暖かい日差しのようなオーボエの旋律に気持ちが和む「雪解け」の後は、「ニューイヤーinニューヨーク」。まさにダイバーシティの街、とにかく何でもアリの、「salad bowl」と言われるニューヨークを感じる曲だ。騒がしく混沌とした中で前向きなメロディーが存在感を示し、超絶技巧のピアノとオーケストラの丁々発止がスリリングだった。
ボルテージが最高潮に達したところで「フィナーレ ―ただいまー」に突入すると、壮大なオーケストラにピアノがゴージャスな和音を添え、ラフマニノフのコンチェルトを思わせる。
最後の「3月の子守唄と終幕」は、グロッケンシュピールとハープでオルゴールのように子守唄を奏でた後、ドラが入ってグランドフィナーレ。まさに「THE END」の文字が見えるようだった。
自身の音楽のバックボーンを大切にしながら、一捻りある和声を使い、ゲーム音楽のような世界も見せ、現代的な要素を取り入れつつも、決して奇抜になりすぎず、ずっと耳が追いつける親しみやすさとノスタルジーを感じる大作だった。

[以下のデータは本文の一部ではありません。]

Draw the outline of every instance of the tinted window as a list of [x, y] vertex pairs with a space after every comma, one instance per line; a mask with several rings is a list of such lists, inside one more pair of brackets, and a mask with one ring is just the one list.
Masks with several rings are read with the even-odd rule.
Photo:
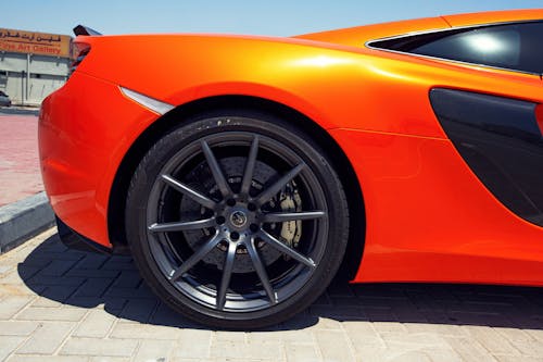
[[543, 23], [507, 24], [411, 36], [378, 48], [462, 62], [543, 73]]

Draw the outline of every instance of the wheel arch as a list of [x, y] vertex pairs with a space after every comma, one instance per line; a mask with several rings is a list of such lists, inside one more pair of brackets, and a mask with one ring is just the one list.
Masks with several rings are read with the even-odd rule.
[[[204, 112], [226, 109], [240, 109], [266, 113], [288, 118], [295, 126], [306, 130], [315, 141], [334, 160], [334, 168], [343, 183], [349, 198], [351, 220], [348, 249], [338, 275], [353, 279], [362, 261], [365, 239], [365, 208], [364, 198], [357, 176], [346, 154], [336, 140], [317, 123], [285, 104], [251, 96], [216, 96], [191, 101], [178, 105], [171, 112], [159, 117], [130, 146], [126, 152], [110, 191], [108, 204], [108, 233], [115, 249], [124, 250], [127, 246], [125, 228], [125, 202], [131, 175], [140, 160], [163, 135], [176, 127], [181, 120]], [[363, 220], [364, 222], [357, 222]]]

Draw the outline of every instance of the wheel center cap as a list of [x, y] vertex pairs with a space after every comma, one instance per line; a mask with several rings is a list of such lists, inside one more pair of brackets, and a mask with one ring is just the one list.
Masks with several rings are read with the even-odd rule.
[[230, 223], [236, 227], [243, 227], [247, 224], [247, 215], [243, 211], [235, 211], [230, 214]]

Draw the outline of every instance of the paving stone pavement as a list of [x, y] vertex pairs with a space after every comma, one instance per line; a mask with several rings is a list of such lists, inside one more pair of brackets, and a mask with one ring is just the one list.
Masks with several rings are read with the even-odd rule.
[[163, 305], [129, 257], [50, 229], [0, 255], [0, 361], [543, 361], [543, 288], [333, 283], [266, 330], [210, 330]]

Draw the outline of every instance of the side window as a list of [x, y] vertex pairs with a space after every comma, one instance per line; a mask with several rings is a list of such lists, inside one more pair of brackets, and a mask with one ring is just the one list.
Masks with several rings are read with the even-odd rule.
[[371, 46], [520, 72], [543, 73], [543, 22], [453, 29], [376, 41]]

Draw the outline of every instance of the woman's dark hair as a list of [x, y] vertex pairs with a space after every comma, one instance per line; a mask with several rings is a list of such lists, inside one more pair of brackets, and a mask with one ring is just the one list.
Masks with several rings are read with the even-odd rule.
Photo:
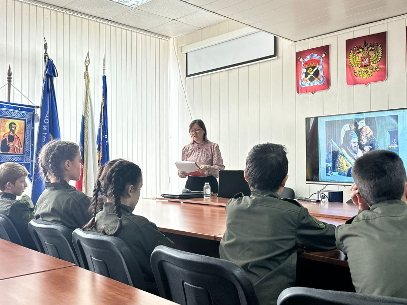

会場にはブラボーが飛び交い、聴衆はスタンディングオベーションで世界初演を讃えた。
鳴り止まない拍手に応え、アンコールは菊池とけいちゃんの連弾で、チック・コリアの「スペイン」。さりげなく「ラプソディ・イン・ブルー」のフレーズを紛れこませているところも心憎い。途中、プリモとセコンドを交代し、「トルコマーチ」、「運命」、「エリーゼのために」のフレーズも聞かせたかと思えば、最後はまた菊池の鍵盤ハーモニカで締めくくる。緊張から解き放たれた2人のハッピーオーラが会場いっぱいに広がり、聴衆はほぼ総立ちとなった。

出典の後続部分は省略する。